Главный у них спрашивает: «За что вы его привели?» Он говорит: «Убил кого-то, сейчас труп принесут». Отвечаю: «Я не убил его! Просто человек сознание потерял, сейчас очухается» (смеется.) И приносят — это Антонович. «Вот, — говорят, — труп». Я отвечаю: «Нашатырки ему дайте понюхать, очнется» (смеется.) Антонович очухался, ему говорят: «Пиши на него заявление». А он блатной же, тоже в авторитете эти братья Антоновичи были. Говорит: «Я ничего писать не буду» (смеется.) Мусора ему говорят: «Ну ладно, иди тогда, если писать не будешь. Мы без твоего заявления ничего не сможем сделать, но мы его придержим, чтобы он тебя не догнал и еще раз не уложил».
Короче, Антонович уходит. Меня подержали там. Я выхожу, Антонович стоит и меня ждет. Я говорю: «Че ты меня стоишь ждешь-то? Хочешь в больницу попасть, что ли? Во двор тогда пойдем, и все. Скорую помощь я тебе вызову» (смеется). Он говорит: «Ты меня знаешь. Представься». Я представился. Он говорит: «Все!» (смеется). Я говорю: «Хочешь, мы к тебе можем приехать в речной порт? Хочешь, ты к нам приезжай». Он говорит: «Нет-нет, все, извините в общем-то…» Ушел, короче, Антонович. А моя жена тоже убежала на демонстрацию дальше прославлять советскую власть. Думаю: ладно, бегай.
Я наверх поднимаюсь, смотрю — Нелька Соловьева стоит. Она мне говорит: «Пойдем посидим в ДТК». А она бухенькой маленько была. Я говорю: «У меня денег нет, мусора выгребли все деньги».
— Серьезно?
— Конечно! А как же ты думала? Просто так, что ли, выпустят? (Смеется.) С карманами, полными денег? Нет! Так не было никогда.
Нелька говорит: «У меня есть деньги». А я как-то, знаешь, не привык, чтобы за счет женщины гулять. Смотрю, идут Скряба и Джавда. Я говорю: «Дайте полтинник, завтра отдам». Ну и Джавда дает мне полтинник. Это было 7 ноября. Наступило лето, идем втроем около 48-й школы — я, Джавда и Скряба. И Джавда мне говорит: «Сереж, помнишь, ты у меня полтинник брал?» Я смотрю на этого идиота (нецензурное грубое слово — прим. ред.) Скрябу и говорю: «Ты че, ему не отдал, что ли, полтинник?» А он дурака включил и говорит Джавде: «Джавда, я думал, ты у него не спросишь!» Крыса! (Смеется.) Вот он всегда был таким! Это обо всем говорит!
— А Джавда?
— Джавда другим был человеком. Совсем другим.
— Пишут, что был жестоким.
— Твердым был. Он был очень твердым.
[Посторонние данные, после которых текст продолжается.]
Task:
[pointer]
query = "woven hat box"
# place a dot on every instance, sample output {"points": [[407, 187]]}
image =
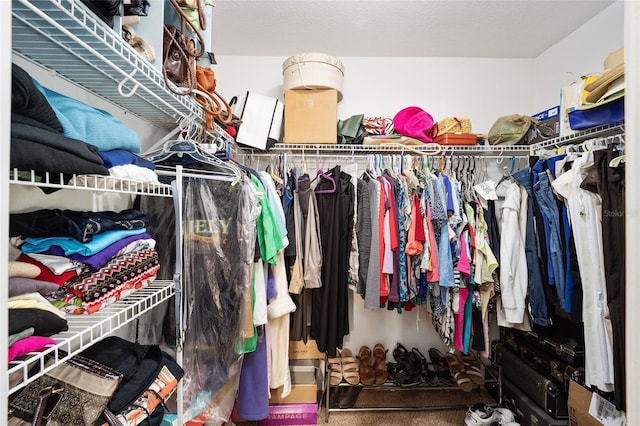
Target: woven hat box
{"points": [[456, 139], [313, 71]]}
Он меня на спарринг вызвал, хотя знал, что ловить нечего ему. Я сильнее его был во всем и умнее.
— И Джавда организовал набег…
— Кстати, набег был не первый у Джавды. Но первый организовал не он, а Витька Захаров с Газовой. Джавда тогда первый срок получил. Они избили всю команду боксеров с казанского «Локомотива». Кстати говоря, на мой взгляд, Витька очень глупо поступил. Он был чемпионом Татарии, Казани, мастером спорта. Представляешь, какие у него перспективы были? А все произошло из-за девчонки. У него была красивая девчонка в Борисково — Анька. И к ней стал приставать Галим из Борисково. Судя по всему, этот Галим был парнем непростым, дерзким мальчишкой. Витька дрался с Галимом один на один, но и после этого тот продолжил домогаться до Аньки. Поэтому, видимо, Захаров решил поквитаться с этим Галимом и напряг Джавду и весь их возраст. И вот они подняли свой возраст и напали на боксеров команды «Локомотива». Всех избили, кого-то с моста скинули. Но это организовал не Джавда, а Захар. А по делу прошли только Захар, Мусик, Сашка Рахман и кто-то четвертый еще. Хотя, сами понимаете, вчетвером толпу боксеров избить невозможно.
— Когда это было?
— 1973 год, октябрь. Потом Джавда вышел по УДО. Когда он пришел на зону, его встретил мой одноклассник — Рустик Галиахметов. Они в одной «семейке» были с Рафкой Белым с Ново-Татарской. В общем-то, они втроем были крутой «семьей» на зоне. Понимаете, «семья» — это не муж и жена, это друзья просто. Они пайку ломают, то есть что мое, то твое.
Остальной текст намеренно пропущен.